Священник был старенький, с окладистой белой бородой, голову он держал слегка криво, набок. С молодых лет служил он в этом селе, тут и состарился.

За похороны и соборования плату он брал умеренную, и люди его за то уважали.

— Прочитаем «Отче наш» за упокой души новопреставленного.

Все сложили ладони и кто громко, кто тихо стали читать молитву. Батюшка стоял посреди горницы, — маленький, толстенький, с седой бородою, глядящей в одну сторону, и головой, чуть наклоненной в другую, — казался он карликом меж великанов.

— Да простятся ему, господи, прегрешения его, — закончил поп молебен и размашисто перекрестился.

— Да простятся… — эхом откликнулось от дома и до ворот.

Батюшка отошел в сторонку, ему уступили место за столом.

— Вот что еси — жизнь человеческая… — начал он. — Еще вчера Тоадер ходил по земле, радовался солнышку ясному, а ныне он спит вечным сном.

— …вечным сном… — согласились остальные.

— Что ж вы его на полу положили, ровно собаку? Нехорошо. Грешно. Человеческое тело есть творение рук божьих. Не пристало ему как скотине на полу валяться. Постелите ему ложе, как полагается у добрых христиан.

Две женщины стали разбирать кровать.

— Сусана, как стелить-то? Тодорика?

Обычно покойника обряжали по хотению живой родни, по их любви к умершему.

— Никудышником он был при жизни, никудышником ему и на смертном одре лежать.

— Ну и злыдня ты, Сусанка. Нешто можно так толковать об отце?

— Замолчи, паскуда! — крикнул брат Тоадера, и в воздухе над головами мелькнул его могучий кулак, но тут же он затрясся в глухих рыданиях.

— Родная кровинушка, она завсегда скажется.

— Это верно. Брат, он и есть брат.

— Нехорошо говоришь. Стыдно перед людьми и грешно перед богом хулить живого, а уж мертвого тем паче, — пожурил батюшка. — Грех этот того более непростителен, что усопший есть отец твой, давший тебе живот, взрастивший тя и разумением наделивший. Нехорошо, Сусана, большой это грех…

— Он нас перед людьми осрамил. Вон всю деревню собрал у нас на дворе.

— Сами небось хороши, на посмешище себя выставили. Из-за вас он кинулся в колодец, из-за лютости вашей…

— Дьявол ему шепнул! — мрачно возразила Тодорика.

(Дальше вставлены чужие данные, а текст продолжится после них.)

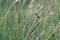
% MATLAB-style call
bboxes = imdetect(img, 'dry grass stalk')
[26,13,40,37]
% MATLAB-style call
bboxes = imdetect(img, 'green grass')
[0,0,60,40]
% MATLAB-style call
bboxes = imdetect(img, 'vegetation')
[0,0,60,40]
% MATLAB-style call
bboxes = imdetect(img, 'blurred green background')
[0,0,60,40]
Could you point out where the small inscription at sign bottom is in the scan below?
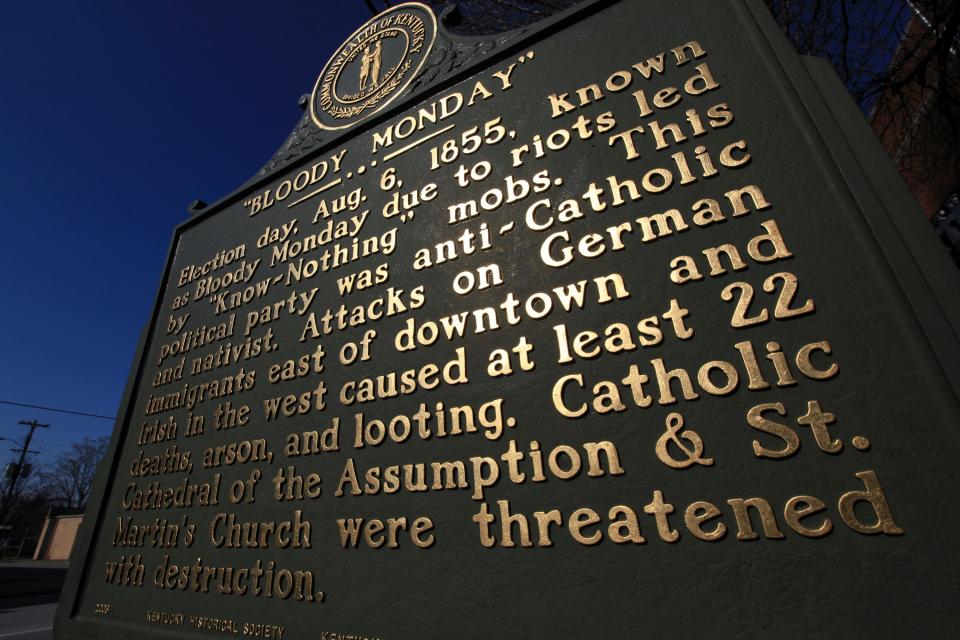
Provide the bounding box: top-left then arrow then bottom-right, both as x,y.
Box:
58,1 -> 960,640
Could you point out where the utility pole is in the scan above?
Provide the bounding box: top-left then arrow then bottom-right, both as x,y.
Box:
0,420 -> 50,524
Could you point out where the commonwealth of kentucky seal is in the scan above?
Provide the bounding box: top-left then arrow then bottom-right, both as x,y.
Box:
310,2 -> 437,129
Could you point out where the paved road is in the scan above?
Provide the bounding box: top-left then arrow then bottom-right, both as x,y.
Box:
0,562 -> 67,640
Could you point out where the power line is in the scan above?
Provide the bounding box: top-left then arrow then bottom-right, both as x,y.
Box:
0,400 -> 117,420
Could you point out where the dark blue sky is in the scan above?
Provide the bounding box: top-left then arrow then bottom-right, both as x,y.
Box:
0,0 -> 370,463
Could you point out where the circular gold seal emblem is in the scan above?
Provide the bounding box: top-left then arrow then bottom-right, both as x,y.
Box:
310,2 -> 437,129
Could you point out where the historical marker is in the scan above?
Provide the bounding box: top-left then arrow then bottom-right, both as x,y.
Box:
56,2 -> 960,640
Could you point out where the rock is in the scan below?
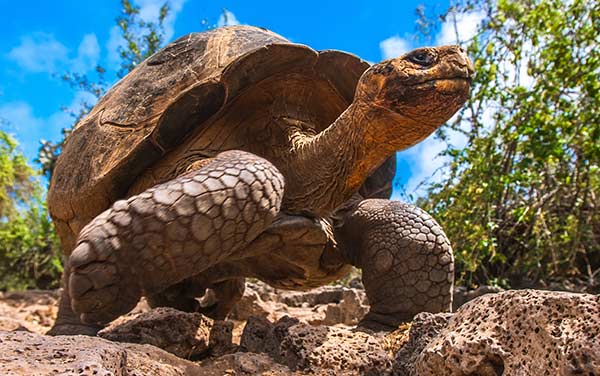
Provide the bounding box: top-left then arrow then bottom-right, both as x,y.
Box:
240,317 -> 391,375
208,320 -> 237,356
228,287 -> 276,321
0,332 -> 203,376
452,285 -> 504,311
200,352 -> 302,376
415,290 -> 600,375
308,289 -> 369,325
0,290 -> 58,333
98,307 -> 213,359
279,286 -> 366,307
393,312 -> 452,376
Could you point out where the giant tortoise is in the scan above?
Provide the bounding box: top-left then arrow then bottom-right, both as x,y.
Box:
48,26 -> 473,334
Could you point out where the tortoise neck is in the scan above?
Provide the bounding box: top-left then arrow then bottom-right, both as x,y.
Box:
284,102 -> 399,216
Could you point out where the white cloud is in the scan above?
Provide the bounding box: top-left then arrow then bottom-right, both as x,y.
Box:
106,0 -> 187,64
390,12 -> 493,199
0,91 -> 96,160
8,33 -> 68,73
435,11 -> 485,45
379,35 -> 412,60
217,9 -> 240,27
8,33 -> 100,73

— Кинулся, потому как господу так было угодно. Всякая смерть от бога, знать, назначил ему господь такую, — примиряюще сказала какая-то бабка.

— Не от бога, от дурости он в колодец кинулся, — возразила двоюродная сестра Тодорики. — Ежели мы из-за всяких неладов наших почнем в колодец кидаться, колодцев не хватит! Вся деревня вымрет, людей не останется.

— Что-то вы больно скоры рассуждать. Не успели седлать — гоп на коня! Благо лес близко.

Все разом утихли. Вошел дьячок. Вошел он задыхаясь, потому что был человек грузный, высокий, к тому же бегом бежал.

— Что, окаянные, довели мужика? Живьем сожрали. За все вам зачтется с лихвой! — произнес он вместо приветствия.

Проходя мимо мужиков, он перекидывался с ними двумя-тремя словами; ушел он вместе с батюшкой.

После их ухода все почувствовали облегчение. Некоторые не решались сидеть в присутствии батюшки, теперь усаживались на что придется.

С темнотой многие разошлись по домам.

Остались бдеть лишь бобыли да ровесники покойного, а все больше сродственники.

Все крыльцо заполнили нищие и бродяги, невесть откуда пронюхавшие о случившемся. Чуть где запахнет смертью, они тут как тут, налетают, будто стервятники.

В сенях тоже стояли несколько человек, стояли они, опираясь на посохи, и ждали, когда начнется бдение.

В комнатах среди крестьян шел разговор о созревшей без зерен, пустой пшенице, загубленной засухой, о предстоящем сенокосе.

Про покойника никто не вспоминал, о нем словно совсем забыли.

Двое мужиков из Тодорикиной родни взяли на себя хозяйственные заботы: один поехал с зерном на мельницу, другой затемно отправился в город, чтобы «как раз поспеть к утру, когда лавки откроют».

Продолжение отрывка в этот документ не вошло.